Ma è stato “Sinodo delle famiglie” anche fuori dall’aula. Lo constatiamo al pranzo di congedo con i cinque vescovi e gli altri uditori (come i Matassoni) riuniti ad un tavolo a sei sette lingue diverse. “Siamo diventati una famiglia”, conferma mons. Selvister Ponnumulthan , un frizzante vescovo indiano che viene dalla martoriata regione del Kerala e sembra rinvigorito da quest’immersione fra le famiglie di cinque continenti: “Erano tutte impegnate nelle loro diocesi, ognuna con una particolarità – raccontano prima dela torta finale  Lucia e Marco – ma ci siamo scambiati un piccolo pezzo della nostra realtà di Chiesa, meravigliandoci di come il Vangelo si realizzi nel mondo. A proposito di queste differenze Papa Francesco ha detto di aver visto che “quanto sembra normale per un vescovo di un continente può risultare strano, quasi come uno scandalo, per il vescovo di un altro”. Anche per voi? “Certamente. Nelle discussioni abbiamo sentito qualche vescovo più rigoroso, pronto a richiamare alla dottrina e alla fermezza dei prncipi e altri – provenienti talvolta da realtà più secolarizzate – preoccupati da trovare parole nuove per annunciare le stesse verità”.

Apriamo la cronaca di un quotidiano nazionale che presenta l’ennesimo schema dei cardinali progressisti, centristi e rigoristi. “Non parleremmo di schieramenti o di fazioni, impermeabili ad altre posizioni – tagliano corto i Matassoni – semmai di sensibilità determinate da formazione personale e soprattutto dall’azione pastorale in contesti culturali e sociali diversi. Ma il bello nella Chiesa è che queste differenze vengono riportate ad unità, grazie anche al Papa che è chiamato a fare sintesi”.

La relazione finale, inevitabilmente, ha deluso qualcuno ma è piaciuta a molti. Secondo voi? “E’ un bel testo, la Commissione ha lavorato a fondo tenendo conto dei lavori nei circoli e dei numerosi modi (gli emendamenti suggeriti dai sinodali, ndr). Un testo completo che rispetto al primo ricomprende attenzione a situazioni particolari come i giovani, i migranti, gli uomini in quanto padri.
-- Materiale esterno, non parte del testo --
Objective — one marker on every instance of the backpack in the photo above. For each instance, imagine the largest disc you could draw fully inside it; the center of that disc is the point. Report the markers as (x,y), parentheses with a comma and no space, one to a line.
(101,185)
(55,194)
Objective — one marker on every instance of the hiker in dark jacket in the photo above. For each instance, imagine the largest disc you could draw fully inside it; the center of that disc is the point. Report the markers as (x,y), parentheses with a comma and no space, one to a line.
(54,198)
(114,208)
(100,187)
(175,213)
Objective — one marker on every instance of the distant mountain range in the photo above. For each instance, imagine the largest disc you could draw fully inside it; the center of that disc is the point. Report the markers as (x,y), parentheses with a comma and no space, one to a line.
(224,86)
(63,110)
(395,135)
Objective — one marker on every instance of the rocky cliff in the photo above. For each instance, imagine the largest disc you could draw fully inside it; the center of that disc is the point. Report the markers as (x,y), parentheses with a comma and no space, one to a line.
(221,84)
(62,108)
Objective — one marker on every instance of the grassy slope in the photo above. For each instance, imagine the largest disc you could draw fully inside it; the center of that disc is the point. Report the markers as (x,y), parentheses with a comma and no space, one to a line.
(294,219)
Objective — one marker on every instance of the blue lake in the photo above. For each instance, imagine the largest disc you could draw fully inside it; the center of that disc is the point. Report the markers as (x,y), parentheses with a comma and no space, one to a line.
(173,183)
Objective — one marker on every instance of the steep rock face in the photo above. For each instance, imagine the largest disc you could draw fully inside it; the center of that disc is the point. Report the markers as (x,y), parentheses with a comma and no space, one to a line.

Dalla lettura è possibile cogliere un filo rosso in cui ogni famiglia si ritrova; esprime per tanti aspetti quello che sarebbere “il sogno di Dio” – di cui ci ha parlato il Papa – alla portata degli uomini di oggi”.

Sul treno che risale la penisola Lucia e Marco riordinano gli appunti (mercoledì prossimo parleranno a Trento, vedi appuntamento a pag. 7) e pensano anche che domani è lunedì, “torniamo con i piedi sulla terra”, con entusiasmo nuovo anche alla pastorale diocesana e alle parrocchie dove seguono la pastorale battesimale: “Su quest’esperienza che raccontiamo ad altre coppie abbiamo centrato il nostro breve intervento in aula sinodale (il testo nel sito www.vitatrentina.it), perché siamo convinti che il battesimo può diventare una preziosa occasione di condivisione di vissuti con altre famiglie e aiuta a prendere coscienza che c’è un origine che ci precede e ci supera. Un motivo di accompagnamento alla riscoperta della fede, magari donata ai genitori da bambini e poi trascurata”.
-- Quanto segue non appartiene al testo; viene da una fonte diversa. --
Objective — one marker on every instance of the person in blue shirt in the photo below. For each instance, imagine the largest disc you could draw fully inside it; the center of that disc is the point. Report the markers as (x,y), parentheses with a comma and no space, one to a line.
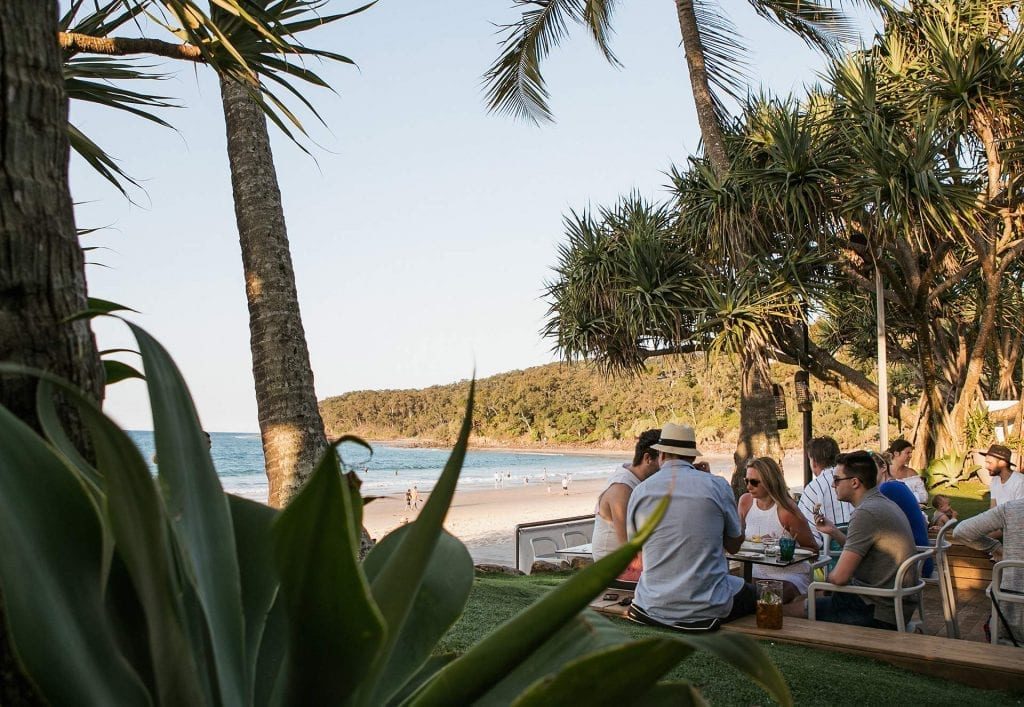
(900,494)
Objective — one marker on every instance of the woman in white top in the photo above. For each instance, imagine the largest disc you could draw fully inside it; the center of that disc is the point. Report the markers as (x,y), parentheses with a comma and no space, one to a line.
(899,452)
(767,509)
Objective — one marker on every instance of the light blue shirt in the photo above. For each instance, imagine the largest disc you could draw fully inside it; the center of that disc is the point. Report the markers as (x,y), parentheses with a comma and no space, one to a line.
(685,574)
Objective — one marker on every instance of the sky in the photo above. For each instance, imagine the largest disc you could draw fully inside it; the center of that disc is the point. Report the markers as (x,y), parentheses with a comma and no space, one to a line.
(422,227)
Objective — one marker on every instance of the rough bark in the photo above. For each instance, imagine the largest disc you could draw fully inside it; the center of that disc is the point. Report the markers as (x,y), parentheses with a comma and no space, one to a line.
(42,268)
(711,131)
(289,418)
(758,431)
Stazione di Rovereto, sulla pensilina attendono i figli e gli amici. C’è ancora tempo per un ricordo, Lucia? “Non dimenticherò l’attenzione che alcuni vescovi mi hanno espresso come donna e come madre, come se la Chiesa fosse sempre più interessata alle testimonianze al femminile. Forse anche per il fatto che loro vedendo in me anche una madre o una sorella si arricchiscono di una sensibilità che talvolta non possono condividere nel loro ministero”.